Di kesempatan mendatang, mendesain sebuah media haruslah memperhatikan keseluruhan elemennya yang berupa teks, gambar, warna, bentuk, dan tata letak; mengaturnya secara tepat namun tetap indah sesuai dengan misi atau makna brand yang diusungnya. Selain itu, yang sama pentingnya harus diperhatikan adalah hal-hal yang disukai oleh konsumen. Karena jikalau dalam mendesain tidak memperhatikan kenyamanan dan preferensi dari konsumen, kemungkinan kegagalan akan lebih besar. Dikaitkan dengan pariwisata, jikalau media promosinya tidak menarik bagi konsumen dan tidak juga mampu menyampaikan pesan dari brand, bukankah itu artinya telah terjadi kegagalan dalam promosi dan juga (akhirnya) pemasaran?
Ucapan Terima Kasih
Terutama dan yang pertama penulis ingin mengucapkan terima kasih kepada Jesus Christ, atas segala berkat dan tuntunan selama penyelesaian penelitian ini. Kedua orangtua, Evert Moniaga dan Gung Indah Windarthi, yang telah banyak memberi dukungan dan kepercayaan. Dosen-dosen yang telah memberikan bimbingan, M. Frederic Thomas dan Larry Julianto. Begitu pula dengan Prof. Dr. I Nyoman Darma Putra atas bantuan dan bimbingan dalam penulisan artikel ini. Tak lupa dengan staf KBRI Paris dan KWRI UNESCO yang telah memberikan informasi berkaitan dengan penelitian ini. Kawan-kawan seperjuangan selama perkuliahan di Paris, Febianti dan Handijaya, yang telah memberi semangat selama proses penulisan thesis. Beserta segenap keluarga dan sahabat di Indonesia yang tak bisa disebutkan satu per satu yang telah memberikan dukungan moral begitu besar.
Pustaka
Barthes, Roland. 2013. Mythologies. New York: Hill and Wang.
Gobé, Marc. 2005. Emotional Branding. Surabaya: Penerbit Erlangga.
Hamad, Ibnu. 2007. Lebih Dekat dengan Analisis Wacana. Mediator Vol.8 no.2.
Lindstorm, Martin. 2010. Brand Sense: Sensory Secret Behind The Stuff We Buy.
New York: Kogan Page Limited.
Nadeau, Raymond A. 2007. Living Brands. New York: McGraw-Hill Companies. Nickels, Liz. 2012. Brandstorm. New York: Palgrave McMillan.
Nöth, Winfried. 1990. Handbook of Semiotics. Indiana: Indiana University Press.
Piliang, Yasraf A. 2010. Semiotika dan Hipersemiotika: Gaya, Kode, dan Matinya
Makna.
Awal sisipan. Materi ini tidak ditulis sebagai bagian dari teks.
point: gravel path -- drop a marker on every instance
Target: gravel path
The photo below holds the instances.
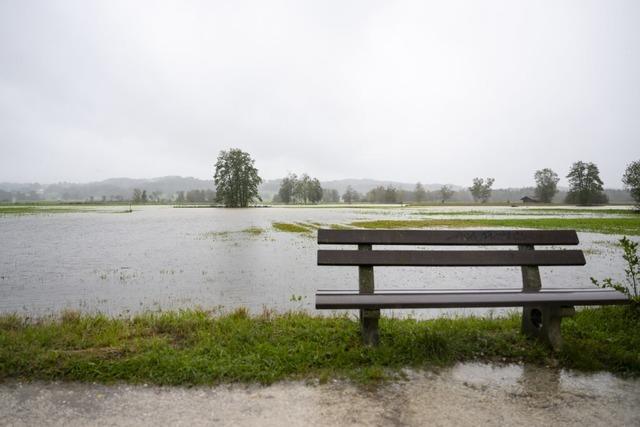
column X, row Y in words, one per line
column 468, row 394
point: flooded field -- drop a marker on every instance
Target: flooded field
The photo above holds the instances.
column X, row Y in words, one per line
column 160, row 258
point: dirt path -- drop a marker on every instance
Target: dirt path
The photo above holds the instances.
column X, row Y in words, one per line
column 469, row 394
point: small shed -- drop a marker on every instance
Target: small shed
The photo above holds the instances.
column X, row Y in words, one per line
column 527, row 199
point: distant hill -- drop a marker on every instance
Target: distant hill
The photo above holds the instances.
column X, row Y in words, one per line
column 167, row 187
column 109, row 189
column 362, row 186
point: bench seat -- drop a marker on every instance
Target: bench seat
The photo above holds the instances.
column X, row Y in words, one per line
column 456, row 298
column 542, row 309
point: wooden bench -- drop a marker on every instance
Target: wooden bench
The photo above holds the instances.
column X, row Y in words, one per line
column 543, row 309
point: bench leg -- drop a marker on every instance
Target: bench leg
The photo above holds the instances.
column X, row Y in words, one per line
column 543, row 323
column 369, row 326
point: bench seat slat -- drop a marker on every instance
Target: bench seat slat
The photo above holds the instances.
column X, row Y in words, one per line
column 453, row 258
column 428, row 299
column 448, row 237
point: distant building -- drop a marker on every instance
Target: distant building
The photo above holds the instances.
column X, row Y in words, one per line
column 527, row 199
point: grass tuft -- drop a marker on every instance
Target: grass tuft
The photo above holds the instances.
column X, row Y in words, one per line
column 198, row 347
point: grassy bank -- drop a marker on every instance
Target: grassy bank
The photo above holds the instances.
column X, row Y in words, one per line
column 195, row 347
column 627, row 226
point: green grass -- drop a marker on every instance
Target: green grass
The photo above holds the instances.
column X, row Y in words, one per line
column 197, row 347
column 627, row 226
column 529, row 211
column 290, row 227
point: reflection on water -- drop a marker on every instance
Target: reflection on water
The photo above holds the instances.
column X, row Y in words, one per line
column 165, row 258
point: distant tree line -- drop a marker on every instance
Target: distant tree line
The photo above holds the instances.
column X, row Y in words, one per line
column 237, row 181
column 301, row 190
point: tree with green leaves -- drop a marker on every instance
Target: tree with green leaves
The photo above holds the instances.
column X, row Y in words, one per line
column 236, row 179
column 546, row 184
column 631, row 181
column 350, row 195
column 287, row 187
column 585, row 185
column 137, row 195
column 481, row 190
column 330, row 195
column 446, row 193
column 419, row 194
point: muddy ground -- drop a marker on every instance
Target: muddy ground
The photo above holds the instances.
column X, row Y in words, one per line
column 467, row 394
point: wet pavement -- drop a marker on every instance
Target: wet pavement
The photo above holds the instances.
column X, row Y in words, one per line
column 467, row 394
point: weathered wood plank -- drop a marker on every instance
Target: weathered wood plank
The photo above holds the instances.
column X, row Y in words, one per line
column 448, row 237
column 468, row 299
column 452, row 258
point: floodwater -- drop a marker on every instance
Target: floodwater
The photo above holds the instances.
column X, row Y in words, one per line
column 160, row 258
column 464, row 395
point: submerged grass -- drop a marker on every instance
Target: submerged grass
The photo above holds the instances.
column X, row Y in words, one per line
column 254, row 231
column 290, row 227
column 54, row 209
column 628, row 226
column 198, row 347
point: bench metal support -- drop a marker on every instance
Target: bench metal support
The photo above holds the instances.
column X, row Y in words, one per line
column 541, row 322
column 368, row 317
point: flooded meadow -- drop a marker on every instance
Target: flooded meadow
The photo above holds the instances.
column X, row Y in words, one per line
column 165, row 258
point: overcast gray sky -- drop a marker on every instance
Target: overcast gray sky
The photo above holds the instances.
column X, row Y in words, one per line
column 409, row 91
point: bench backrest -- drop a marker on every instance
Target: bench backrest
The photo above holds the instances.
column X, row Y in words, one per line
column 525, row 240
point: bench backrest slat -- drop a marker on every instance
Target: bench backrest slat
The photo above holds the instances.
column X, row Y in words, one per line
column 448, row 237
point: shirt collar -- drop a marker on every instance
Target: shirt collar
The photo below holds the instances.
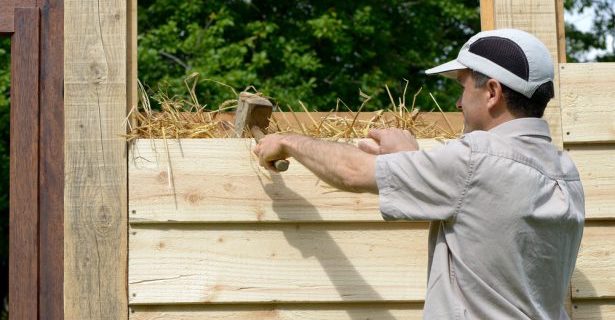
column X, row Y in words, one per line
column 524, row 127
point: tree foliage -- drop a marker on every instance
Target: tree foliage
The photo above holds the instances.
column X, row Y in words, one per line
column 310, row 51
column 580, row 43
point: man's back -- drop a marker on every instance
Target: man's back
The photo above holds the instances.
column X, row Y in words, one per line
column 509, row 245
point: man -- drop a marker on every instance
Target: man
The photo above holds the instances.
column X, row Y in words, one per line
column 507, row 208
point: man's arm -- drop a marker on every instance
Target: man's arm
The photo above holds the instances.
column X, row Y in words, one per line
column 341, row 165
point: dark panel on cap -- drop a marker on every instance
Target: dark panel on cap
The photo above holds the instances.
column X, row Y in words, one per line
column 504, row 52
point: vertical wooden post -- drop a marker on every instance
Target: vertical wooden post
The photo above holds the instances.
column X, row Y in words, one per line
column 540, row 19
column 24, row 150
column 51, row 164
column 95, row 205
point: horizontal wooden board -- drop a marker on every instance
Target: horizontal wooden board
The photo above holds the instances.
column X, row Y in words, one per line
column 596, row 165
column 312, row 262
column 343, row 311
column 593, row 310
column 588, row 102
column 594, row 276
column 219, row 180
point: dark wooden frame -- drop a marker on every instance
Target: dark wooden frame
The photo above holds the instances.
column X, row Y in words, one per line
column 36, row 240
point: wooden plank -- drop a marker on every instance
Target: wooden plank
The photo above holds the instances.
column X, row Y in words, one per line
column 277, row 263
column 24, row 154
column 596, row 165
column 95, row 222
column 51, row 164
column 595, row 269
column 346, row 311
column 131, row 55
column 198, row 180
column 7, row 16
column 487, row 15
column 588, row 102
column 540, row 19
column 593, row 310
column 561, row 31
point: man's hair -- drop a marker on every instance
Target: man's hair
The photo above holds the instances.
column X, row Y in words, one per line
column 519, row 105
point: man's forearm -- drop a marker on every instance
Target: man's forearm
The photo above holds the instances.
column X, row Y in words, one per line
column 341, row 165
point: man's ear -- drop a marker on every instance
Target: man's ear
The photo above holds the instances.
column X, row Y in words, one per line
column 494, row 89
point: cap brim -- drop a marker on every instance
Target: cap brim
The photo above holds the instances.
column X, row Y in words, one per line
column 448, row 69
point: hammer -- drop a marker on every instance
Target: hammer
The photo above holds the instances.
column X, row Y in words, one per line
column 253, row 113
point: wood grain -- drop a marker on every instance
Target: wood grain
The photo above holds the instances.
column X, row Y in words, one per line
column 7, row 16
column 540, row 19
column 595, row 269
column 487, row 15
column 95, row 223
column 51, row 162
column 333, row 311
column 171, row 264
column 596, row 165
column 198, row 180
column 588, row 102
column 24, row 153
column 593, row 310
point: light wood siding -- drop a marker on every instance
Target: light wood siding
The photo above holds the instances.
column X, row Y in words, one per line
column 219, row 180
column 588, row 102
column 95, row 222
column 540, row 19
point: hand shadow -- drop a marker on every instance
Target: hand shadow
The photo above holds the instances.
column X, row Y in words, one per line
column 346, row 279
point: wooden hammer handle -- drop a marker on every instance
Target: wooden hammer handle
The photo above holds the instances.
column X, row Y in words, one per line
column 280, row 165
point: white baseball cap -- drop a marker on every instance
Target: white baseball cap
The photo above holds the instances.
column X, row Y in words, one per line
column 515, row 58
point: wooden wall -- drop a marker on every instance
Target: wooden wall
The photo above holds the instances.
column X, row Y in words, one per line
column 210, row 228
column 588, row 123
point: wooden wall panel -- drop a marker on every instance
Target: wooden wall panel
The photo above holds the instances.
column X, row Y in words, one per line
column 595, row 268
column 540, row 19
column 51, row 164
column 220, row 180
column 277, row 262
column 95, row 217
column 24, row 155
column 588, row 102
column 596, row 165
column 593, row 310
column 334, row 311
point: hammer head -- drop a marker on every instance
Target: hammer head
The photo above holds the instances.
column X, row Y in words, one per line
column 252, row 110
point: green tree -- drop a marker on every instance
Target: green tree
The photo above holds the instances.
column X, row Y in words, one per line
column 580, row 43
column 313, row 51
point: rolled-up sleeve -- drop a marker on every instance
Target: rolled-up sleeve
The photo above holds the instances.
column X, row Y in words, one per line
column 424, row 185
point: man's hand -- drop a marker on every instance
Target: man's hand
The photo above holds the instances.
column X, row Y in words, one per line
column 391, row 140
column 269, row 149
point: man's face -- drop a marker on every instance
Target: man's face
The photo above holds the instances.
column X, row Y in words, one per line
column 473, row 102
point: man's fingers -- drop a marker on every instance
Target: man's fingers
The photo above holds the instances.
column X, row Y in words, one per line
column 375, row 134
column 369, row 146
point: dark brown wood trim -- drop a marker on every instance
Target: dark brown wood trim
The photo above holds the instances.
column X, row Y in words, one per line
column 7, row 13
column 51, row 164
column 23, row 237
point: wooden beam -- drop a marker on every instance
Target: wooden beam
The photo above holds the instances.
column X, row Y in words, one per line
column 188, row 181
column 539, row 18
column 51, row 163
column 7, row 16
column 307, row 262
column 593, row 309
column 595, row 263
column 24, row 155
column 312, row 311
column 95, row 223
column 588, row 102
column 596, row 165
column 487, row 15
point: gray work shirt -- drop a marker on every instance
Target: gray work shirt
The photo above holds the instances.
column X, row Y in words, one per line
column 507, row 211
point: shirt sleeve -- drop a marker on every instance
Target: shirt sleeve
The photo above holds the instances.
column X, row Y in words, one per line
column 423, row 185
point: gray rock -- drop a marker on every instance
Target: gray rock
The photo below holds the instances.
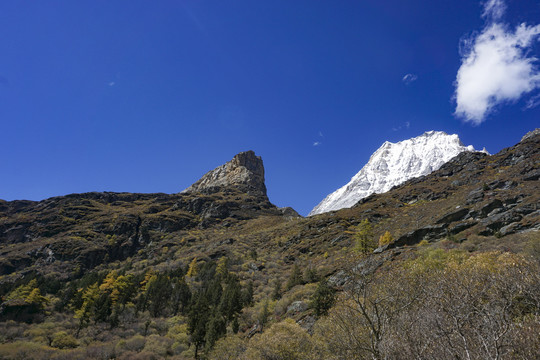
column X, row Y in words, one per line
column 297, row 307
column 453, row 216
column 245, row 170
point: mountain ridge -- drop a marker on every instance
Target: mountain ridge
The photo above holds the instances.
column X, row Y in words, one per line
column 392, row 164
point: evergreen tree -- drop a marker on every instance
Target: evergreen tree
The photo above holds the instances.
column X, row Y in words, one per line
column 363, row 237
column 295, row 278
column 231, row 301
column 181, row 295
column 323, row 298
column 197, row 320
column 247, row 294
column 276, row 293
column 216, row 328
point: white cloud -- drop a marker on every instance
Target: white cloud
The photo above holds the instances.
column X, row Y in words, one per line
column 494, row 9
column 533, row 102
column 496, row 67
column 409, row 78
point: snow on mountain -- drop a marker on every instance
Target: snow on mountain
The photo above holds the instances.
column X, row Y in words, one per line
column 393, row 164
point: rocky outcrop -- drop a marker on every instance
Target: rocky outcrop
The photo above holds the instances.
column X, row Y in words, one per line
column 245, row 171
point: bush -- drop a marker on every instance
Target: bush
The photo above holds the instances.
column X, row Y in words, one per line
column 62, row 340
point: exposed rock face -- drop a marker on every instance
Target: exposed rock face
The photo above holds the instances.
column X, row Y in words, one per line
column 245, row 171
column 393, row 164
column 531, row 134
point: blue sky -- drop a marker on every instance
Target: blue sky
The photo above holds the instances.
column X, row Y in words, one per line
column 147, row 96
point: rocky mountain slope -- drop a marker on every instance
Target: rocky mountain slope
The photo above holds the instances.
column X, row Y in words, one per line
column 392, row 164
column 244, row 172
column 112, row 266
column 85, row 230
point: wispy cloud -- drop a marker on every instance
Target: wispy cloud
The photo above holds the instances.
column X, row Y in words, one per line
column 533, row 102
column 409, row 78
column 494, row 9
column 406, row 125
column 496, row 66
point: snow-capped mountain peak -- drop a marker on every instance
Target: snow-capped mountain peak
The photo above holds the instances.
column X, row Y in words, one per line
column 393, row 164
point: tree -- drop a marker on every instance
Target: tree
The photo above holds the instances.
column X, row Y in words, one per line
column 284, row 340
column 323, row 298
column 181, row 295
column 222, row 267
column 193, row 269
column 198, row 318
column 363, row 237
column 385, row 239
column 231, row 300
column 87, row 310
column 247, row 294
column 295, row 278
column 276, row 293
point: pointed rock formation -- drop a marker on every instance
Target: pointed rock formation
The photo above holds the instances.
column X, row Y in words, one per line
column 245, row 172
Yogyakarta: Matahari.
Tinarbuko, Sumbo. 2008. Semiotika Komunikasi Visual. Yogyakarta: Jalasutra.
Weaver, David B. 2010. Tourism Management. Milton, QLD: John Wiley & Sons Australia, Ltd.
Profil Penulis
Natasha Erinda Putri Moniaga menyelesaikan studi masternya di Program Studi Magister Kajian Pariwisata Universitas Udayana (Bali) dan Université Paris 1 – Panthéon Sorbonne melalui program DDIP (Double Degree Indonesia Prancis) tahun 2014. Sebelum memasuki program master Kajian Pariwisata dan Géstion des Activités Touristiques et Hôteliers di tahun 2012-2014, ia telah menyelesaikan studinya di Sastra Inggris Universitas Udayana dan Desain Komunikasi Visual Institut Seni Indonesia Denpasar pada tahun 2008-2013. Ia menggemari fotografi dan penulisan literatur fiksi, sempat menjadi pembicara di salah satu event Ubud Writers and Readers Festival 2012 dan melakukan magang di UNESCO selama masa perkuliahan di Paris.